A oposição vê estas eleições como uma oportunidade para recuperar terreno, após o referendo que rejeitou o projeto de reforma constitucional de Chávez, em 2007, que marcou a primeira derrota do chavismo em 10 anos.

Após anos dividida e sem a ação de seus principais representantes, a oposição conseguiu se unir e apresentar candidaturas para quase todos os governos e prefeituras importantes.

O chavismo também enfrentará amanhã, pela primeira vez, a concorrência de dissidentes, incluindo no Estado de Barinas, terra natal de Chávez.

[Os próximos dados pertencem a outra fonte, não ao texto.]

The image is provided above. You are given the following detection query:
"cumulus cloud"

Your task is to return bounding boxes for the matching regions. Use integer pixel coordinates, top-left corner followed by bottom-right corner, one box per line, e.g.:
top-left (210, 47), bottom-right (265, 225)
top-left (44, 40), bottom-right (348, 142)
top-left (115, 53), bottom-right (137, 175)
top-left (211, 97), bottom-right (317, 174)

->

Os institutos de pesquisa apontam que o Partido Socialista Unido da Venezuela (PSUV), de Chávez, conquistará a maioria dos cargos em disputa, mas um avanço significativo da oposição deve abalar o chavismo.

A oposição pode conquistar entre quatro e sete Estados, incluindo os mais povoados, como Zulia, Carabobo e Miranda.


Reeleição indefinida

Já uma vitória convincente do governo deve levar Chávez a retomar o projeto de reeleição indefinida do presidente, que foi derrubado no referendo de 2007.

Os colégios eleitorais abrirão suas portas a partir das 06H00 local (08H30 Brasília) e funcionarão até às 16H00 (18H30), na primeira votação 100% automatizada da história da Venezuela.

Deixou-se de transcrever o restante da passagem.